Although a new climate plan would boost utility bills, some predict it will stimulate the economy.
California moved ahead this week with plans to slash greenhouse-gas emissions to 1990 levels by 2020 and foster a green economy, even as some business groups questioned the costs in difficult economic times.
The California Air Resources Board (CARB) released Wednesday final details of its so-called “Scoping Plan,” that spells out ways to reduce its greenhouse-gas emissions to meet the requirements of the state’s landmark Global Warming Solutions Act of 2006.
The plan combines market-based regulatory approaches, voluntary measures, and fees. Key new measures include reducing leakage of harmful air conditioning and refrigeration gases, expanding commercial recycling programs, and establishing greenhouse-reduction targets for local governments.

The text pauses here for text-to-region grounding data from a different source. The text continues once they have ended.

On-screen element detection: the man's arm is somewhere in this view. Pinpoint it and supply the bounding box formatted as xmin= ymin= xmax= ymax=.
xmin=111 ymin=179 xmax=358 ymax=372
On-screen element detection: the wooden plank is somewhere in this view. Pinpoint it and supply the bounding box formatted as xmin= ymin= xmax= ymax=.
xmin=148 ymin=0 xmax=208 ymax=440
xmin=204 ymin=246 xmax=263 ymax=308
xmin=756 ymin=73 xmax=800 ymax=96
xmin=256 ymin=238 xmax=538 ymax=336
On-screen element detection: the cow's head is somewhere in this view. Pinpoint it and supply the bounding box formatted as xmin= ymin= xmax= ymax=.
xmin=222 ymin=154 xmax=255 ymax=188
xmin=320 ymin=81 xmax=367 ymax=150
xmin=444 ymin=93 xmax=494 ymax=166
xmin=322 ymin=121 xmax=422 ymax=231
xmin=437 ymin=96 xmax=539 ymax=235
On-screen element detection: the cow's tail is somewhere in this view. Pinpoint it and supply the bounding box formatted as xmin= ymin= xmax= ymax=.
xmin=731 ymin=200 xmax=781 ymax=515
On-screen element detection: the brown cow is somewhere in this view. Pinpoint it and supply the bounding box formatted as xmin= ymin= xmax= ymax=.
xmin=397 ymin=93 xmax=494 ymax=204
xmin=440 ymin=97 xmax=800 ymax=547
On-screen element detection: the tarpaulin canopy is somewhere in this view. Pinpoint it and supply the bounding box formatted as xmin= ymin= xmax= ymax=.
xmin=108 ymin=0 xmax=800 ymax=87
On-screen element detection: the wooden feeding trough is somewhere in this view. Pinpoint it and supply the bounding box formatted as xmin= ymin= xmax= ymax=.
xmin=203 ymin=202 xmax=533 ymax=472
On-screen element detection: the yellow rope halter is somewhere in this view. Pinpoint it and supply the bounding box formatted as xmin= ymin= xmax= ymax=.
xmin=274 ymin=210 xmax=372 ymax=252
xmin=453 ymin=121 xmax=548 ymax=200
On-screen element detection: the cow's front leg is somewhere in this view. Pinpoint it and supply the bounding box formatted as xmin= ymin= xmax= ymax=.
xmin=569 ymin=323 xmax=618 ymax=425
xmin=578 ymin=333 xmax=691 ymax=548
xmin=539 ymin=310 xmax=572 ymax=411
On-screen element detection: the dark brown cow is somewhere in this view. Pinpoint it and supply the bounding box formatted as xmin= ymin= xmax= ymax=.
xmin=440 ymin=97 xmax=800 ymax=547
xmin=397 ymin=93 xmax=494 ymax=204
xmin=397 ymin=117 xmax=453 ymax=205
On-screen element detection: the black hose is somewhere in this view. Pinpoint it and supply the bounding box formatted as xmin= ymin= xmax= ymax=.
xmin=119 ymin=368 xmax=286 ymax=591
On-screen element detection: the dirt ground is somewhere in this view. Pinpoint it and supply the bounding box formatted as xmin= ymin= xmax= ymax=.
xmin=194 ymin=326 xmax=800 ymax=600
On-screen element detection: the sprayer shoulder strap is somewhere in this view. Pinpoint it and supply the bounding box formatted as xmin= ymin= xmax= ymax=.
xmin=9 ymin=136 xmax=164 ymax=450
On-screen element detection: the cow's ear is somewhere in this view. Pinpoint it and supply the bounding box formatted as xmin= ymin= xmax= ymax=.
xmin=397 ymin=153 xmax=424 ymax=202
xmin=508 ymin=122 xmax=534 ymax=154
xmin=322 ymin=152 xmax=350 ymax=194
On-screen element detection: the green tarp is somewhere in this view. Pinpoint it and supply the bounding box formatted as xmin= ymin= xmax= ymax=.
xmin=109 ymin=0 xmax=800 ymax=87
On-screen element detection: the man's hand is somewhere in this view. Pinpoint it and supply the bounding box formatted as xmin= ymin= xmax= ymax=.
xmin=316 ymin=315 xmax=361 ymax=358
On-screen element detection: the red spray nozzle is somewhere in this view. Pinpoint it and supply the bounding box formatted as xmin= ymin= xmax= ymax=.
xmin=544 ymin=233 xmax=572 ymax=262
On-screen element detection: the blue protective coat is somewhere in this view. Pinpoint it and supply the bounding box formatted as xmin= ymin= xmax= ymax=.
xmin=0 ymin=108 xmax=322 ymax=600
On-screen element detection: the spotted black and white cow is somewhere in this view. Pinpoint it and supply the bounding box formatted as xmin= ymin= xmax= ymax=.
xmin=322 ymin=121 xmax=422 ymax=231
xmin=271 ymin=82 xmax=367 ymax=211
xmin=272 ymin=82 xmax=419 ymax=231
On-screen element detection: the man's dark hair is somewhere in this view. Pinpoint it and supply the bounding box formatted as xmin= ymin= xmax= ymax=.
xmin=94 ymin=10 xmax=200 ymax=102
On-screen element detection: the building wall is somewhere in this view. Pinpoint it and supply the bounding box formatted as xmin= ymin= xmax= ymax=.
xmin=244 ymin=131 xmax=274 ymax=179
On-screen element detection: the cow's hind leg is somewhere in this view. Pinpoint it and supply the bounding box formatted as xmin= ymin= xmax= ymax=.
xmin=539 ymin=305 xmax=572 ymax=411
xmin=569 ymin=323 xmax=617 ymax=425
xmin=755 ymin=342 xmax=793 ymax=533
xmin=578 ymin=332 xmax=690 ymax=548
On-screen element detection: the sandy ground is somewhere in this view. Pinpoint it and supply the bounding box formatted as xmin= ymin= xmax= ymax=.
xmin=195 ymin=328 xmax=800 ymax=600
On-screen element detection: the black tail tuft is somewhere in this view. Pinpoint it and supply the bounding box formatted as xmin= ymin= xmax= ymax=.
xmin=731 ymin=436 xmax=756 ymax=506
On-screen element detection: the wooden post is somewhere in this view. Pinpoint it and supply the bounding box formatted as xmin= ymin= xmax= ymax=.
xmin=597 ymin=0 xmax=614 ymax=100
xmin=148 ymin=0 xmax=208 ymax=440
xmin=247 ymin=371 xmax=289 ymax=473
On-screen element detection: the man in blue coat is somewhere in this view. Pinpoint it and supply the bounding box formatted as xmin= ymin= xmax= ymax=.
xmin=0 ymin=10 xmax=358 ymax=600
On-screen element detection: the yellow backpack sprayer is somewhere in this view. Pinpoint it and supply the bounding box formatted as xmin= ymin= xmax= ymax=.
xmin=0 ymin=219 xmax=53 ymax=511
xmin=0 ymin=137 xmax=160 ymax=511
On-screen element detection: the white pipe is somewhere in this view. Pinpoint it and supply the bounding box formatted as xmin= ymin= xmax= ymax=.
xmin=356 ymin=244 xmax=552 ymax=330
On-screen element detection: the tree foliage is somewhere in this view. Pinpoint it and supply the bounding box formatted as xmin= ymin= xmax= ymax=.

“Our comprehensive approach steers California away from its dependence on fossil fuels and accelerates the state’s necessary transition toward a clean energy future,” said Mary Nichols, chairperson of the CARB, which is tasked with implementing the climate law.
But it’s not yet clear how the current economic crisis might affect the plan. Several businesses say that slashing emissions will be costly and harder to achieve during a potential recession.
The California Manufacturers and Technology Association – which represents 165 business organizations – says the Scoping Plan will cause electricity rates to increase by 11 percent, natural-gas rates to rise 8 percent, and gasoline prices to go up $11 billion per year under the plan.
A recent poll here by Fairbanks, Maslin, Maullin & Associates showed that 3 out of 4 voters support state energy policies even if they result in higher prices. The poll was conducted in June before the current financial crisis intensified.